Mixed reaction in NY cotton futures
NY futures closed mixed this week, with July adding 18 points to close at 59.06 cents, while December dropped 43 points to close at 61.07 cents.
After the market had rallied about 20 cents in just two months, racing from 40 to 60 cents without much of a pause, it finally encountered some resistance this week. Since making a high of 61.67 cents on Tuesday, the market has given back almost three cents and this time it doesn't look like buyers are rushing in as hastily as on previous dips.
Just when the trade with its 9.5 million bales net short position (CFTC report of May 5) seemed at risk of getting overrun by speculative buying, it was new spec shorts that came to the trade's rescue. The latest ICE spec/hedge report showed that outright spec shorts reversed course by adding 3'044 contracts last week, thereby counterbalancing the buying by outright spec longs, which added 5'532 lots. This was a notable change from previous weeks when the two camps were teaming up on the buy side, with spec longs establishing new positions and spec shorts covering existing ones.
Some commentators are mistaken in saying that profit-taking by spec longs led to this set-back, because open interest has been rising for 13 straight sessions, increasing by over 19'000 contracts to nearly 138'000 contracts as of this morning. This confirms that it was new shorts getting in rather than existing longs pulling out that led to this dip. The fact that stock and commodity markets were starting to pull back may have emboldened new shorts to take short-term positions in this technically overbought market.
That the rally was losing steam became evident on Tuesday, after a friendly USDA report failed to generate additional upside momentum and the market closed 145 points below the high of that day. Speaking of the USDA report, it showed a fairly constructive set of numbers for the 2009/10 marketing year, with world consumption expected at 111.0 million bales (adjusted for the ominous "loss" factor) and world production at 106.5 million bales.
If the USDA were correct with its prediction, it would finally lead to a sizeable drop in world ending stocks to just 57.8 million bales, after inventories were reported between 62.0 and 62.8 million bales for the last four seasons.
The recent sharp recovery in cotton prices has certainly been helped by the fact that governments in China, India and Central Asia were willing to take control of sizeable amounts of inventory and temporarily withdraw it from the marketplace.
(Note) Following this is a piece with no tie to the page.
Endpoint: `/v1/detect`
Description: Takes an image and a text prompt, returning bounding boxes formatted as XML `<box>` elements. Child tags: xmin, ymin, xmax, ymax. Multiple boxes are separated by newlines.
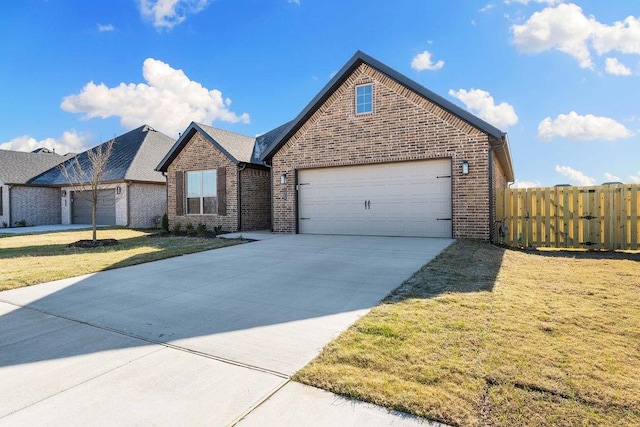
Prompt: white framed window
<box><xmin>186</xmin><ymin>170</ymin><xmax>218</xmax><ymax>215</ymax></box>
<box><xmin>356</xmin><ymin>83</ymin><xmax>373</xmax><ymax>114</ymax></box>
In China the USDA estimates that while total ending stocks are not much different from a year ago, 12.5 million bales have shifted to the state reserve since last fall.
India's government agencies too still have several million bales in inventory and they may continue their high support price policy next season, while Central Asian ending stocks will increase by about 1.4 million bales this season as governments are reluctant to let go of their crops below a certain price level.